Kur’an bize bunu da anlatır. Mekan aynı mekan. Konu Mabed. Gelmesi beklenen meleklerin koruduğu Ahit sandığı, o emaneti mukaddese. Gazze bugüne kadar nasıl direndi sanıyorsunuz. Allah ve Resulü bize Alah’a, ahiret gününe, gayb’e, Allah’ın gökteki orduları ve hazinelerine güvenmemizi söyler. Bunlar hiç kimsenin (Peygamberler dahil) elinde değil, doğrudan Allah’ın tasarrufundadır ve O Allah, bizi görmekte, duymakta, bilmektedir. O mutlak güç, kuvvet ve iktidar sahibidir. İman edenler sabırlı olurlar, ameli sahih bir topluluk oluşturulursa, cahillerden ve zalimlerden olmazlar, adil olurlar, istişare, şura, ehliyet ve liyakat’a riayet ederlerse Allah (cc) onlarla beraberdir ve Allah yeter! Kitab’da Melekler’in yardımından bahseden ayetlere örnek olarak (Al-i İmran 123-125, 152), (Enfal 9-12), (Tevbe 25-26) ve (Ahzab 9) surelerini gösterebiliriz. Bu ayetler, Bedir, Uhud, Huneyn ve Hendek gibi İslam tarihindeki kritik savaşlarla ilgilidir. Meleklerin yardımı, Müslümanların sayıca veya donanımca zayıf olduğu durumlarda Allah’ın lütfunu vurgular. Meleklerin yardımı, Allah’a tevekkül ve imanın önemini gösterir. Müslümanların kendi çabaları sabır, cihad, itaat ile Allah’ın yardımı birleştiğinde zafer mümkün olur. 11 Ayette Meleklerin yardımından söz edilir. Ama bizimkiler bu manevi desteği hiç akıllarına getirmiyorlar. Kadere, Rızıg’a ve Ecele hükmeden, ol deyince olduran, öl deyince öldüren bir Allaha iman ediyoruz biz.
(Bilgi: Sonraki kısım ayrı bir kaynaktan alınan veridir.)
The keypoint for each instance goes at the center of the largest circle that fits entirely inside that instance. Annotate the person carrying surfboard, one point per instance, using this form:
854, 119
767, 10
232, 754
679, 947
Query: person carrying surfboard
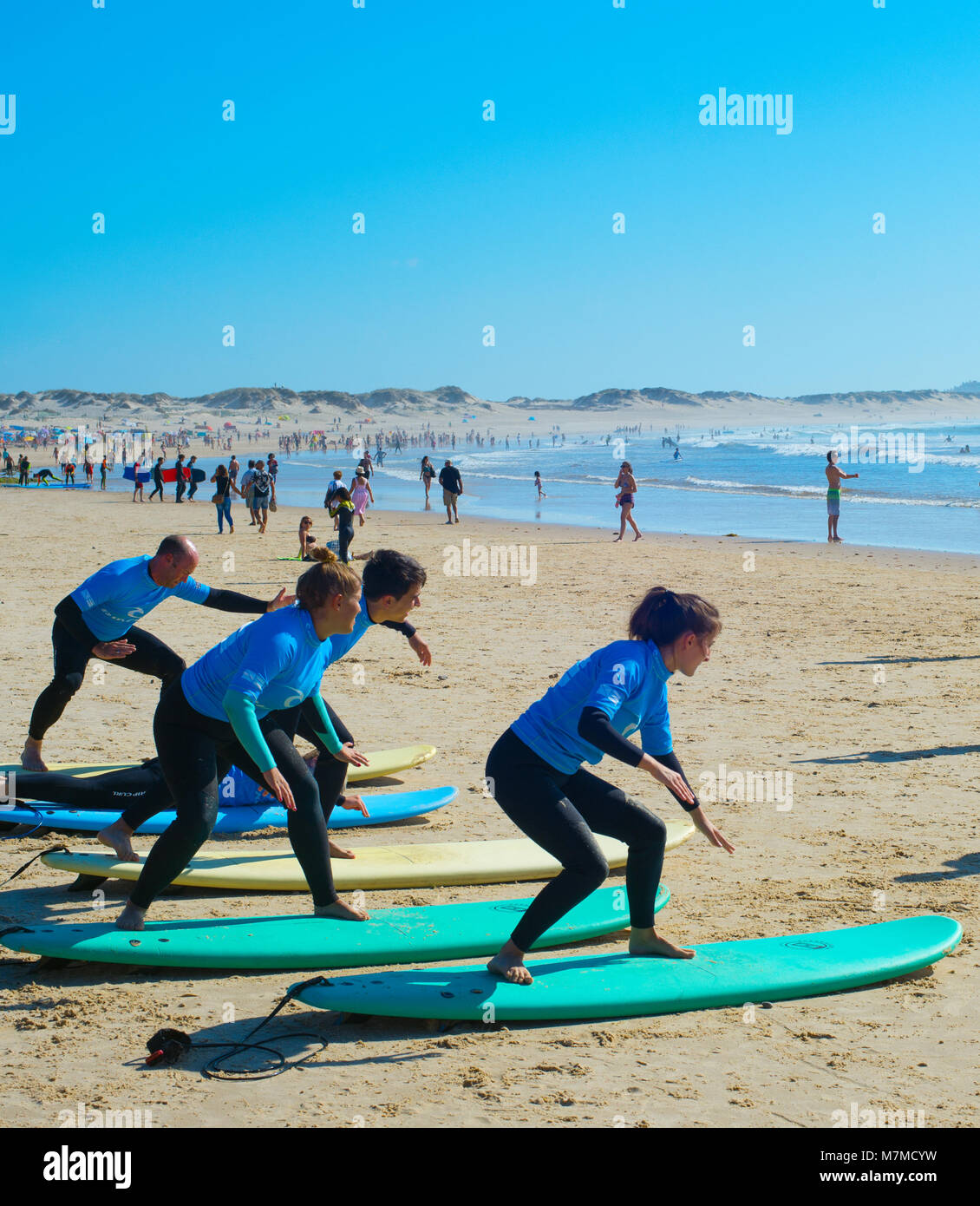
535, 770
240, 705
95, 620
Bugünü Süslüman’lar Allah’a güvendiklerinden daha çok sağdan-soldan gelecek desteklere ve ellerindeki İK ve teknik imkanlara güveniyorlar sanki. İslam ülkelerinin yöneticileri bizim gücümüzde İsrail’in gücünü kıyaslarken, “onların arkasında ABD var, AB var” diyorlar. Peki bizim arkamızda da Allah (cc) var. Ya hu D8 ülkesi 8 ülkenin nüfusu 1.2 milyar, Dünyadaki Müslüman nüfus 1,5 milyardan fazla. Pakistan’ın elinde Nükleer silah da var.. Dünyada akıl, vijdan, merhamet sahibi insanlar, yöneticiler de var. Bu arada Kolombiya Cumhurbaşkanı Gustov Pedro, tüm dünyayı askeri bir koalisyon oluşturarak Gazze’ye yardıma çağırıyor ve kendilerinin oluşturulacak böyle bir koalisyona katılacaklarını açıklıyor. Cesur açıklamaları ile Venezuela devlet başkanı Nicolás Maduroyu da unutmamak gerek. Nerede bizim cici Müslümancıklar!? İsrail ordusunda savaşıp dönen kendi vatandaşlarını bile yargılayan bir İslam ülkesi var mı? Zaten kimi, “onlardan bize ne, O Arab’ların sorunu” diyor. Hatta bazı Yahudi sevici Arab’lar “Allah’ın orayı Yahudilere vadettiğini” söylüyorlar ve oradan ayrılmamız gerektiğini savunuyorlar. Bu yorum doğru ise Şam’ı da, bizim Güney Doğuyu, Hatta Nil - Fırat arasını hesap edecekseniz, Mekke Medine de dahil, Irak topraklarında Basradan (Necef dahil) başlayıp, Suriye, Ürdün, Lübnan’ın tamamı ile Mısır ve Sudan’ın bir bölümünü de Büyük İsrail’e giden yolda boşaltmamız ya da onların egemenliğini kabul etmemiz gerek.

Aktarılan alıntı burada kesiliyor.